Corvina fishing took a turn for the worse Friday even though conditions were perfect everywhere Gerry and I went.

We stopped first at the mouth of the New River. Four boats had been anchored off the delta, the previous day for three hours, as I fished from the dike near Jack's Hole. The fish had to be at the delta. Why else would the boats be anchored for so long? The fish weren't there. We agreed the current was going the wrong way.

So we motored over to Jack's Hole and tried our luck. Not even a nibble. But my friend Felix caught a nice one from shore on a lure I had given him. We even fired up the sonar paper graph and found the old tree line that ran a mile north from Jack's Hole.

All the trees are still there, hidden a few feet under the surface, and offer perfect cover and habitat for large corvina. I swiftly serpentined Mogambo II through the invisible tree maze, tossing out yellow marking buoys like a destroyer lobbing depth charges. At the end of the pass a string of yellow markers made a straight line, showing where the ancient trees lined the old Vail 7 canal bank. Fishing back through a quarter-mile of trees didn't even yield a nibble.


"The water doesn't look right to me," I told Gerry.

"They've got to be feeding near the point at the end of Lack Road," I added as we picked up the marker buoys and headed for the spot.

We threw Rat-L-Traps, chartreuse grubs, swimbaits and even jigged chrome spoons for nothing.

"Not enough birds feeding here," Gerry said. "Maybe they're at Obsidian Butte."

So off we went on another wild goose chase. The water there was a perfect tobacco brown, the current was right, and the birds were feeding, but fishermen on the bank said nothing had been caught for hours. We fished the north side of the rock as well as the deep water at the west end of Obsidian Butte. The day was beautiful and a slight breeze made fishing comfortable. Different kinds of terns wheeled and called from overhead while a pair of beautiful black skimmers went skimming by but, still, not even a nibble.

"Must be the wrong moon phase," I muttered.

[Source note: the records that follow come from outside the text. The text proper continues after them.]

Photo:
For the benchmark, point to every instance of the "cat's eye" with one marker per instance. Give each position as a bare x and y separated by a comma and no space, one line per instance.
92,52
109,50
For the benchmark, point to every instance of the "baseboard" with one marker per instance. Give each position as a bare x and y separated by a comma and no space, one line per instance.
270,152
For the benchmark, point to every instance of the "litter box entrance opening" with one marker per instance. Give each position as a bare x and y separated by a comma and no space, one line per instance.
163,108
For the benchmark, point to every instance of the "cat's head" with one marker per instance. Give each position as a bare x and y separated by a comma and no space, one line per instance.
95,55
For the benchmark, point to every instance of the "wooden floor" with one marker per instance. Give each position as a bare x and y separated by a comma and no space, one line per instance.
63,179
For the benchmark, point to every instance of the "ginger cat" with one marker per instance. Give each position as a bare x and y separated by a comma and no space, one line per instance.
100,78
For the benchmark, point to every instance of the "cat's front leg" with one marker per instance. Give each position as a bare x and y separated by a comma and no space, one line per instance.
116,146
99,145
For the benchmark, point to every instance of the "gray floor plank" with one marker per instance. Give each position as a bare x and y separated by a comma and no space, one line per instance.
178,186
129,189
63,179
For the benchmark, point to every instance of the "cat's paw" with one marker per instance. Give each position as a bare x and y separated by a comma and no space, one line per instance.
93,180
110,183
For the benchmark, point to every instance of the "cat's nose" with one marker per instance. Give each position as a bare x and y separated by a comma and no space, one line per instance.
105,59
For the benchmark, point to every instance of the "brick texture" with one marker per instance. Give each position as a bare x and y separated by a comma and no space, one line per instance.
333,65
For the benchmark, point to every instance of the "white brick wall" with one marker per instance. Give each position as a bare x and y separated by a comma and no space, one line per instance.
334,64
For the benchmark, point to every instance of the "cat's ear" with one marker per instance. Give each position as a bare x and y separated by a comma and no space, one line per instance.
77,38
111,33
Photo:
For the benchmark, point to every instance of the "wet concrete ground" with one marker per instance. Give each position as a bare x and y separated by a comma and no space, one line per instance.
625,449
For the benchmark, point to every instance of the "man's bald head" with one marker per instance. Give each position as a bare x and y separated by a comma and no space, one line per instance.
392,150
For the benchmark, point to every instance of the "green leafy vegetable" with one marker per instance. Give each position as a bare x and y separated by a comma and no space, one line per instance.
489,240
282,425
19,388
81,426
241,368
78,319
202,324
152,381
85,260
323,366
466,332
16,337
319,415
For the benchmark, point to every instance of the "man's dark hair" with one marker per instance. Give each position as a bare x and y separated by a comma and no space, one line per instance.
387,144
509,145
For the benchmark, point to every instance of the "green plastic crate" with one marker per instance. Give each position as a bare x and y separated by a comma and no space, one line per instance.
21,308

Bypassing the old Red Hill jetty, we pulled up at the mouth of the Alamo River only to be greeted by four bright pink flamingos. Most people don't realize two different species have made Imperial Valley their home for more than 50 years. In addition to the lesser flamingo we spotted at the delta, a small flock of the larger Chilean flamingo usually could be seen feeding on the mud flats west of Davis Road near the old dry ice plant. While the flamingos strutted their stuff, I took pictures of the bright pink birds and Gerry beat the water to a froth trying to catch a fish. I think he tried every fishing lure in his tackle box.

"We must be fishing on the wrong side of the scum line," I suggested to Gerry.

Firing up Mogambo II we headed for the "Basketball Court." This fishing spot, just a mile northwest of the Hog Pens, has a gigantic pole rising more than 70 feet in the air with a large square wood frame at the top which makes it look like a basketball backstop. The tall wooden pole is more than 50 years old and was used as a marker during World War II. As we fished and drifted by the tall pole I noted that the high water mark, the result of water dumped by Hurricane Doreen and Kathleen, was 2 feet higher than the current water level. We both agreed the current and drift were both going in the same direction — a bad sign.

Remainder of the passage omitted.